Loose lips have cost a former The Warehouse employee a promised cash settlement for a personal grievance.
Motueka woman Diana Henry took a personal grievance case against the retail giant last year and reached a mediated settlement with the company that entitled her to $2500 in compensation.
The payment was intended to be a full and final settlement of the case and was conditional on both parties keeping the terms and conditions of the settlement confidential.
But The Warehouse didn't pay because it claimed Henry breached the confidentiality agreement when she told a checkout operator at The Warehouse in Motueka that she had "won" the case while there on a shopping trip with her mother after the settlement was reached.
Henry's former colleague was so surprised she told her supervisor, who told the store's manager.
The Warehouse deemed Henry's comments to be in breach of the confidentiality agreement so never made the payment, but Henry challenged that through the Employment Relations Authority, saying she never revealed any details of the case during her conversation with the checkout operator.
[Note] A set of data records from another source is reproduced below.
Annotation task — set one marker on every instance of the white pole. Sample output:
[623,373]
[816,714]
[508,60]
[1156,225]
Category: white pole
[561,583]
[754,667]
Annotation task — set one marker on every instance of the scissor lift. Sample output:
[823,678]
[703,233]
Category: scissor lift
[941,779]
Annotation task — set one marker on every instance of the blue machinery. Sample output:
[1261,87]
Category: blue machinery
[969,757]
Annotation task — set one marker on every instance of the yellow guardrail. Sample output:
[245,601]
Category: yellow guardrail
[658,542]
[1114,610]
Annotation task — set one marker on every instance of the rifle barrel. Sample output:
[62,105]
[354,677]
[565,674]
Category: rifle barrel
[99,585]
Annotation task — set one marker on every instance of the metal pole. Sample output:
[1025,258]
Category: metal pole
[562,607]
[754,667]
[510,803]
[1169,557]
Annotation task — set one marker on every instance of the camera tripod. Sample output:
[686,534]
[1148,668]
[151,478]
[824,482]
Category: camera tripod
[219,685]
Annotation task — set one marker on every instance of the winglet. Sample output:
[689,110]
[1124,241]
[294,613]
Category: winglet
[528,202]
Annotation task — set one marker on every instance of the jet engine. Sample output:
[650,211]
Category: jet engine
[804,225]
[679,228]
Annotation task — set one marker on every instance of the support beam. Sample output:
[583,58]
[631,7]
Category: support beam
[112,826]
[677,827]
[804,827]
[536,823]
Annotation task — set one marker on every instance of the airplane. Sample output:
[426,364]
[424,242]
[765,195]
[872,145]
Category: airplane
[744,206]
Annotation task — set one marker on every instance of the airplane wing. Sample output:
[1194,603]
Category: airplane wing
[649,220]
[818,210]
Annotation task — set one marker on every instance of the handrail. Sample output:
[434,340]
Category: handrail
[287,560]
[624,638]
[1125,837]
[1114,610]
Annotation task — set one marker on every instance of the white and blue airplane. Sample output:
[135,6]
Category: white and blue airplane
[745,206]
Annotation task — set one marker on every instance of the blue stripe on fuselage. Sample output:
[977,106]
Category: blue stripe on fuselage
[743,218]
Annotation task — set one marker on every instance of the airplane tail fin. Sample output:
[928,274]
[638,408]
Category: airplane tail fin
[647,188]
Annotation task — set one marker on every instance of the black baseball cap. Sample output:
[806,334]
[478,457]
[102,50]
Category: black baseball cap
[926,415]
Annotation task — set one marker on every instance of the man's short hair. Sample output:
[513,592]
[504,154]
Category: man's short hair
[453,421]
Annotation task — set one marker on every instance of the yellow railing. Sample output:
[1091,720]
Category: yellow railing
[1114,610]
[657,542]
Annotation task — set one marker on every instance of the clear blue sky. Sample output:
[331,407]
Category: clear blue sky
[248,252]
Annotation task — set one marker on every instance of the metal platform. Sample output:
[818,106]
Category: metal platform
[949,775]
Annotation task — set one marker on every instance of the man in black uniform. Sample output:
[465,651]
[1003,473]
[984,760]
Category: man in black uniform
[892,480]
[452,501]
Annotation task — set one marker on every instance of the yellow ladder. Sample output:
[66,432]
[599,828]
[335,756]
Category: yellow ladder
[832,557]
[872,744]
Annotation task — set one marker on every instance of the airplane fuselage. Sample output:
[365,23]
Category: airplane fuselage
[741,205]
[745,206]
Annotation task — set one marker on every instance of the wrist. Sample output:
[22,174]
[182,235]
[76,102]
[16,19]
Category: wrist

But The Warehouse claimed there was no other way she could have learned of the settlement and responded to Henry's legal challenge by counter-claiming $5000 from Henry for breaching the terms of the agreement.
In considering both parties' claims, James Crichton said he believed Henry had spoken out of turn and in doing so breached her agreement, which meant she was no longer entitled to the payout.
However, Crichton said he did not believe she should be penalised further. "Henry did not strike me as deliberate or wilful in her behaviour, but rather unthinking and perhaps foolish. I am not satisfied that the law requires me to further penalise her beyond her loss of the settlement proceeds."